Our unit chair there, Dean Olsen, posted a detailed account of the first two sessions in the SJR blog. Our Springfield members are prepared to fight hard to gain the protections they deserve. Newsroom employees voted the Guild in 26-4 and they stand ready to support their bargaining team in every way possible.

The UMG represents employees at two other GateHouse properties, the Peoria Journal Star and the Pekin Daily Times. We helped our members at those properties to gain and maintained important protections — and we will do everything possible to help our people in Springfield achieve the same.

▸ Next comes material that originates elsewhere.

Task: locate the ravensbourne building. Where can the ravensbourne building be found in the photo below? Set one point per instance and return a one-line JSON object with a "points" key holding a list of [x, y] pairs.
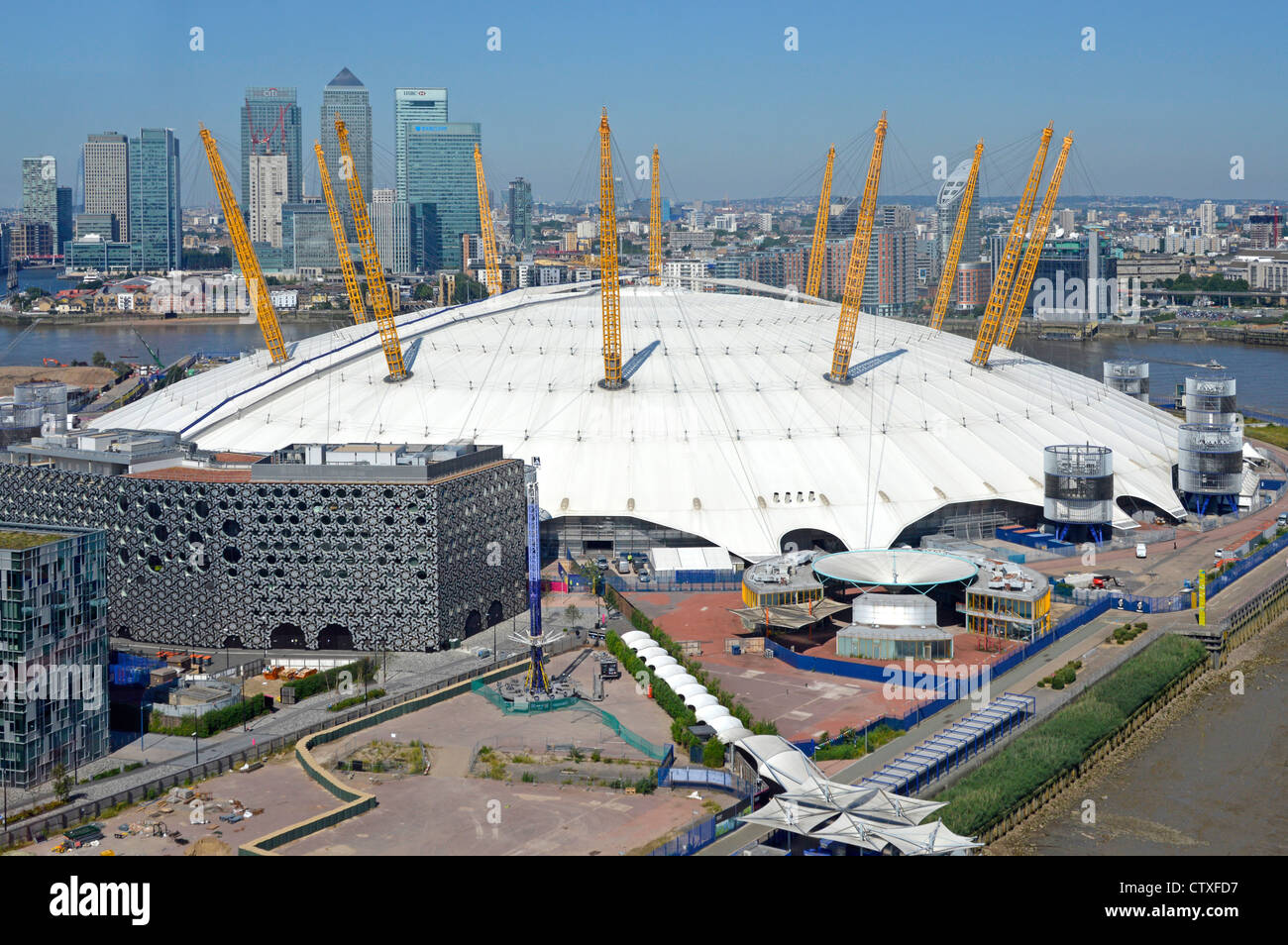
{"points": [[331, 546]]}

“Our unit is proposing language that would prohibit layoffs during the term of the contract unless the company is able to prove to the unit that any layoffs would be necessary for the newspaper to survive,” Olsen wrote.” Our unit is proposing language that would only allow termination for “just cause,” a huge change from the current system in which the company can fire someone for virtually any reason. Our union is proposing a fair, progressive system of discipline, pay enhancements for night work, enhanced benefits for part-timers and extra pay for Guild members when they perform work normally done by management.

“We also are proposing language to protect people from discipline when having to juggle additional work created by GateHouse’s Design House in Rockford. And we will be proposing reasonable pay increases when we meet next with GateHouse in early April.”